Renvoi au 18 février
Giuseppe Pignatone, pour sa part, a expliqué qu'il avait «simplement» signé la convocation - à laquelle sont jointes une dizaine de pages de motivations - car à ce stade «le Code ne laisse aucun pouvoir discrétionnaire». Tout a été reporté au 18 février, date à laquelle «on espère» qu'il sera possible de réunir les deux parties du procès: «Je crois que c'est un espoir général».
La défense de Becciù: des pièces encore manquantes
L'avocat de la défense du cardinal Becciù, Fabio Viglione, est alors intervenu, renouvelant la demande de nullité «radicale et absolue» du renvoi en jugement, en raison de l'absence des documents demandés par la défense, déjà dénoncée au début du procès, le 27 juillet. «Nous sommes arrivés en janvier, a déclaré l'avocat, avec toujours un défaut de dépôt d'actes et de documents informatiques». Il s'agirait d'une «très grande partie encore manquante» dans le disque dur déposé par l'accusation le 23 décembre. Selon l'examen d'un consultant technique de confiance de la défense, Luca Governatori, sur le total de 255 supports informatiques saisis, 239 n'auraient pas été libérés en copie. Sur les 16 appareils, aucun «ne peut être considéré comme une copie légale». De plus, les données examinées seraient le résultat d'une exportation sélective et partielle avec utilisation de mots-clés.

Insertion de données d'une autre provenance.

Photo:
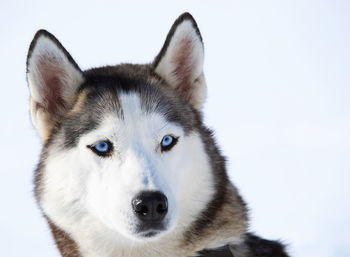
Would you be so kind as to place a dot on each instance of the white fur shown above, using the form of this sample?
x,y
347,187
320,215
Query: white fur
x,y
47,51
170,62
90,197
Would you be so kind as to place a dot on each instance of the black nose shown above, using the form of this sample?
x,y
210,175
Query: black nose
x,y
150,206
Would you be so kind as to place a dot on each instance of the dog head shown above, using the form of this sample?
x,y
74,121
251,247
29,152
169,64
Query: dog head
x,y
124,146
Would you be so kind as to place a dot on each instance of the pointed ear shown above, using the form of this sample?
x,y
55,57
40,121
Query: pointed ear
x,y
53,79
180,62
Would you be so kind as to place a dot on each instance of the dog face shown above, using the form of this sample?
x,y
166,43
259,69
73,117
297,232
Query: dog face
x,y
123,147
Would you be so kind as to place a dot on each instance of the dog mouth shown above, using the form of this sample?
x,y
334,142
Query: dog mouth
x,y
150,230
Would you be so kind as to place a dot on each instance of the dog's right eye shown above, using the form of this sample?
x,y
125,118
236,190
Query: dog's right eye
x,y
103,148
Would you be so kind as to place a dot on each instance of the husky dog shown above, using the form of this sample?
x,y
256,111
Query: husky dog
x,y
128,168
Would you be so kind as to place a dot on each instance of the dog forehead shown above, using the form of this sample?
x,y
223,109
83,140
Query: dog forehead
x,y
126,99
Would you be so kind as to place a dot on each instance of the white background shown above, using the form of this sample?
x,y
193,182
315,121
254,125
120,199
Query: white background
x,y
278,74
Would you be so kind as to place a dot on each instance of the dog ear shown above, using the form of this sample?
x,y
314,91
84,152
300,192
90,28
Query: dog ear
x,y
53,79
180,62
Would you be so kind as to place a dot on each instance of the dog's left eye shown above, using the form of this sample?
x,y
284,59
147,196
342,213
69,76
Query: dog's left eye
x,y
103,148
168,142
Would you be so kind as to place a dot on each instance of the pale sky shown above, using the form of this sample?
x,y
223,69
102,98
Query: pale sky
x,y
278,75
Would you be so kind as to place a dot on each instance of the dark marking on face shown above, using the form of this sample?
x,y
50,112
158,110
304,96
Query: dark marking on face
x,y
103,86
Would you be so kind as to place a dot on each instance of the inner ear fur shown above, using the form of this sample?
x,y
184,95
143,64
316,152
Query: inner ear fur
x,y
180,62
53,77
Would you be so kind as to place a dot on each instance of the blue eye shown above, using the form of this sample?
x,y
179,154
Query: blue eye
x,y
103,148
168,142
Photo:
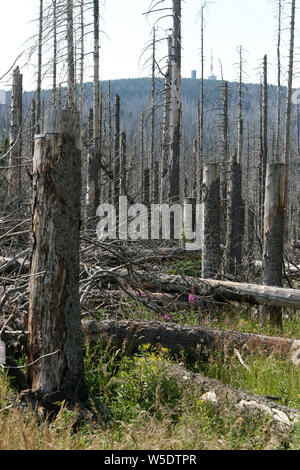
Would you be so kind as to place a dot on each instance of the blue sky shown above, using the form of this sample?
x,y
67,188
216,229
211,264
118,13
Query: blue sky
x,y
228,24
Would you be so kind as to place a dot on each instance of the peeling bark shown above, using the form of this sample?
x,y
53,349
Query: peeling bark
x,y
196,342
54,310
211,259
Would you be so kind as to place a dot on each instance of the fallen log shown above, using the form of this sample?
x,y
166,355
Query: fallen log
x,y
220,395
196,342
221,290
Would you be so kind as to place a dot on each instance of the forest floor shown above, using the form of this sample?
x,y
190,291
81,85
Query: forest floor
x,y
139,405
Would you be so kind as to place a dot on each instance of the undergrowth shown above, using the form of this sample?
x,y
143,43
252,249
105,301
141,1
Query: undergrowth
x,y
140,406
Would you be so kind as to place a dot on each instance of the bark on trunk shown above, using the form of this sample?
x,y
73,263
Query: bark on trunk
x,y
55,352
272,263
194,342
234,229
174,172
14,175
218,290
211,259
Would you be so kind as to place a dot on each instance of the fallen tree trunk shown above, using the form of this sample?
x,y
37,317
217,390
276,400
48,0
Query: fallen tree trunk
x,y
223,290
218,290
244,403
196,342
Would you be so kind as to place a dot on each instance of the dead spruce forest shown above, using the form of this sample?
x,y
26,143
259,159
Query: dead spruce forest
x,y
205,319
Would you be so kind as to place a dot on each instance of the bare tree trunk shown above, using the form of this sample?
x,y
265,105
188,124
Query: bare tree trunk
x,y
264,133
54,51
117,139
33,122
211,258
39,79
71,65
234,228
287,145
123,169
166,128
174,175
55,350
273,235
152,144
278,82
14,175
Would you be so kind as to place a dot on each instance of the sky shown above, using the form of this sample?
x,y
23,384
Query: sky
x,y
126,32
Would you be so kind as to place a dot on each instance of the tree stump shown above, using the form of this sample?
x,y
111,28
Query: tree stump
x,y
55,349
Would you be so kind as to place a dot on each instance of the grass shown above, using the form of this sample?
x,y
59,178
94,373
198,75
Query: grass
x,y
140,406
143,407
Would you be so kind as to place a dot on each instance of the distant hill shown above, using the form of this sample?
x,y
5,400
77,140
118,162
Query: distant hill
x,y
135,95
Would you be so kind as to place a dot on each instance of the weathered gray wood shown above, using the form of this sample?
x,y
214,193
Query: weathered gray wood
x,y
55,338
166,128
272,262
195,342
245,404
174,167
219,290
234,225
14,174
59,121
211,259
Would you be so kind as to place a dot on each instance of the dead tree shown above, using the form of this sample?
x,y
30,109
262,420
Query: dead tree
x,y
166,126
39,73
234,208
174,169
287,144
70,59
117,141
93,188
14,175
211,258
272,264
55,349
123,184
264,155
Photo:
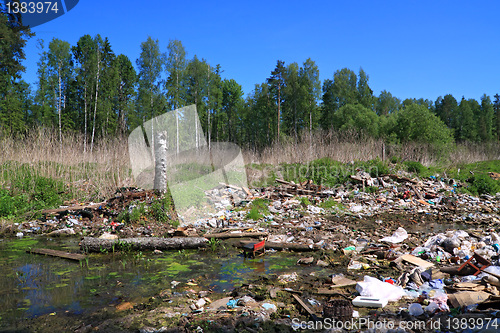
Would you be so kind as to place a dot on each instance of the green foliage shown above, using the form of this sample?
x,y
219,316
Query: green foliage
x,y
416,123
161,207
375,167
137,213
304,201
214,244
413,166
356,117
254,214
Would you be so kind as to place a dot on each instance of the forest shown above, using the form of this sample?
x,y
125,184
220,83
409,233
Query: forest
x,y
86,88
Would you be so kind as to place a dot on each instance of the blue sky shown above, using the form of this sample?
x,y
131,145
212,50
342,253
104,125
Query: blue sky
x,y
409,48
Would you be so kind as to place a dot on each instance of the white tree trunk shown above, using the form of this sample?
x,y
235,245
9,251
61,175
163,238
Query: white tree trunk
x,y
160,144
59,109
95,105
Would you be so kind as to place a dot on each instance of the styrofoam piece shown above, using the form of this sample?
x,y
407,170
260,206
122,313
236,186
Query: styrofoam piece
x,y
369,302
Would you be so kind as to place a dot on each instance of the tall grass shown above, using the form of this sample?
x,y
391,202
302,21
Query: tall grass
x,y
87,175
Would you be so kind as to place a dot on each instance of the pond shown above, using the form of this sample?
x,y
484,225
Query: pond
x,y
33,285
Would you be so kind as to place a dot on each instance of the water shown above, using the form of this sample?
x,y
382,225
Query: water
x,y
32,284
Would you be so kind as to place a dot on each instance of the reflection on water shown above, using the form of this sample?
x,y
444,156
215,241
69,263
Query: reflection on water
x,y
31,285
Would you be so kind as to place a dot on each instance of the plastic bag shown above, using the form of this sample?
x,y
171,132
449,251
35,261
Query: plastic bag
x,y
397,237
372,287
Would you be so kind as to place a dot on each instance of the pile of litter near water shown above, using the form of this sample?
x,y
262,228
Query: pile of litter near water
x,y
401,250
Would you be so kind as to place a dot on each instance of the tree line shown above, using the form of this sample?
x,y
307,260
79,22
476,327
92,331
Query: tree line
x,y
87,88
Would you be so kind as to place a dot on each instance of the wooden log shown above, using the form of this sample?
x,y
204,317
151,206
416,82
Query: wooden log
x,y
60,254
225,235
283,246
91,244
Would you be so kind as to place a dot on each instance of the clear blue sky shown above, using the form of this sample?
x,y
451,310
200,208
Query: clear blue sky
x,y
410,48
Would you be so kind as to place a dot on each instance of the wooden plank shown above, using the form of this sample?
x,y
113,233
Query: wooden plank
x,y
73,208
56,253
326,291
223,235
297,298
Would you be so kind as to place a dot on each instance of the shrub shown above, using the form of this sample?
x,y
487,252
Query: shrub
x,y
413,166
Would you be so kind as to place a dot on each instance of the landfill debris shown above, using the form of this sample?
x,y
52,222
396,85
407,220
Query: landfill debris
x,y
397,237
369,302
374,288
399,240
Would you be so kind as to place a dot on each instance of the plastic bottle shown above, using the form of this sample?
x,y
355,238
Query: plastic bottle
x,y
415,309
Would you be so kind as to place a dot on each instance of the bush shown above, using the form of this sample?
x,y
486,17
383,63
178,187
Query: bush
x,y
413,166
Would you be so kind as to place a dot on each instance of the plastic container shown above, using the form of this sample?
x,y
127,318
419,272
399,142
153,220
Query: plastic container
x,y
369,302
415,309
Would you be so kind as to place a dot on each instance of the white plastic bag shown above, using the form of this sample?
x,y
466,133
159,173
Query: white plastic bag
x,y
372,287
397,237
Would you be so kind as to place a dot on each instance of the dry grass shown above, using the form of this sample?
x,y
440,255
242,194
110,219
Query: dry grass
x,y
97,174
350,146
94,174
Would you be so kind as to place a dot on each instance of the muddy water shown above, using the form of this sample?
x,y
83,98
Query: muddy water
x,y
33,285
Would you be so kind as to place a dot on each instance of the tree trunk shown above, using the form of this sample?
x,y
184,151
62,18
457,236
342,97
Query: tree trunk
x,y
85,107
91,244
95,105
208,110
160,144
279,111
59,109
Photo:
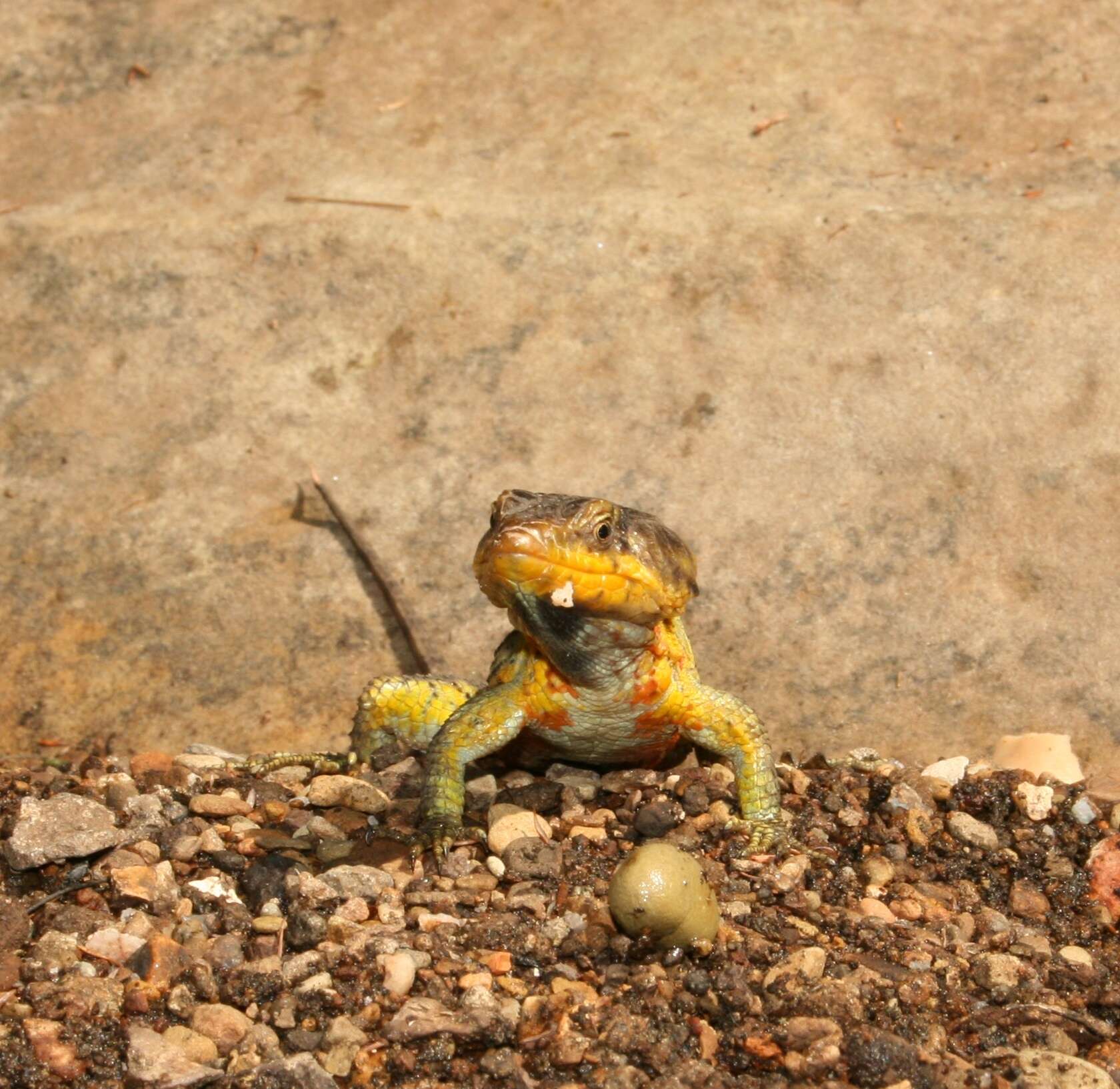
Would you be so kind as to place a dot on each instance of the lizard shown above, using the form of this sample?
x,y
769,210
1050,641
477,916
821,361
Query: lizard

Les interrogatoires de Perlasca
La principale lacune, cependant, serait celle liée aux interrogatoires de Mgr Alberto Perlasca, alors chef du bureau administratif de la première section de la Secrétairerie d'État. Parmi les 31 appareils informatiques - dont des téléphones portables, des tablettes, des PC, des clés USB et une adresse électronique - la défense aurait eu le choix entre le contenu des emails et un IPhone 7, dans lequel il n'y avait que des conversations WhatsApp entre des interlocuteurs sélectionnés. Fabio Viglione a parlé de «versements de dépôts» qui mettent en évidence la nullité.
Violations et lacunes dans les procès-verbaux
Maria Concetta Marzo, autre avocate de la défense du cardinal Becciù, a ensuite pris la parole, justifiant l'absence de son client (qui était présent à chaque séance) par le fait qu'«il ne voulait pas écouter les aspects désagréables qui ressortaient de la lecture des dialogues avec Mgr Alberto Perlasca». Référence est faite à un interrogatoire que le prélat de Côme a donné le 23 novembre 2020, dans lequel il y avait de lourdes allusions sur la moralité du cardinal Becciù. Un interrogatoire «imparfait», selon l'avocat, car les promoteurs auraient posé à Mgr Perlasca une série de questions, avec insistance et avec un langage très fort, sur les «rumeurs publiques actuelles» telles que les imitations du cardinal par le comédien Maurizio Crozza qui ont porté atteinte à la réputation du cardinal Becciù. Cela constituerait une violation de l'article 246 du code pénal actuel. De plus, le procès-verbal n'aurait pas rapporté ces passages, ni les réponses de Mgr Alberto Perlasca : «Il y a des preuves qui ne sont pas rapportées, même pas avec un mot ou une omission», a déclaré Maria Concetta Marzo.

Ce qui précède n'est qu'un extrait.